Timothy Lee finds his artist’s calling at the Natural History Museum of Utah

“I guess museums have always been in my blood,” said Timothy Lee, exhibit manager and designer at the Natural History Museum of Utah (NHMU).

Lee grew up by the old Museum of Natural History — which used to be located in Presidents Circle before moving above Research Park — and now plays an integral role in developing the experiences museum visitors have.

He desribes his path as “meandering.” It wasn’t a straight line from school to his current position. Lee received an undergraduate degree in art at Bates College in Lewiston, Maine, but soon after started to question his path.

“I was feeling some buyer’s remorse,” Lee said with a laugh.

tim lee 2

Finding it difficult to make a living as an artist, he made the tough decision to invest in school again. Lee then completed a post-baccalaureate degree in graphic design at the Minneapolis College of Art and Design. While trying to build a portfolio and gain clients — a task Lee said is not easy in the graphic design field — his life took a unique turn. He fell in love with an Italian exchange student, and the pair left together for Milan.

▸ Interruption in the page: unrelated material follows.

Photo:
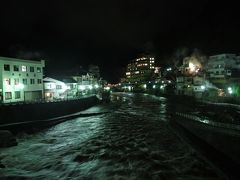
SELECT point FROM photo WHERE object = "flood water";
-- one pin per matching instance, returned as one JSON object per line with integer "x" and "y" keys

“We broke up almost immediately,” Lee said, “but I viewed it as an opportunity to find work in Milan.”

He teamed up with an architecture company and helped design showrooms for high-end Italian products. After three years, Lee decided he missed his family and moved back to Utah. Upon his homecoming, he heard of a job opening at the NHMU for an exhibit designer.

“I had no idea that job existed until I saw it advertised,” Lee said.

Lee, acknowleding that he’d traveled an unusual path, applied for the position. He felt his work as an artist and graphic designer could make him an ideal candidate.

“The most important thing, I think, is that I was always saying yes to opportunities,” he said.

tim lee 3

Lee now enjoys creating user-centered designs for the museum’s patrons, “bringing art and science together, storytelling in a physical space.” His job combines all sorts of media, including graphics, interactives, illustrations, audio, text and more.

Lee’s work includes the museum’s three-story “Collections Wall,” which features butterfly specimens and rock collections behind a glass panel. He most recently finished the temporary exhibit, “Birds of Paradise,” on loan at the NHMU from National Geographic, and the new “Pigeons” exhibition, exploring the genetics and evolution of the bird, that complements it.

Josh Kelly, a guest services associate, admired the design of the two exhibits.

“I love the coloration of the room and all the interactive displays,” Kelly said. “I’ve noticed that a lot more kids have gotten involved in this exhibit than some of our other ones.”

“Birds of Paradise” includes an interactive called “Dance Dance Evolution.” Visitors learn the mating and courtship dance of a bird and can test their skills in a competition with other visitors. Both exhibits recently opened to the public.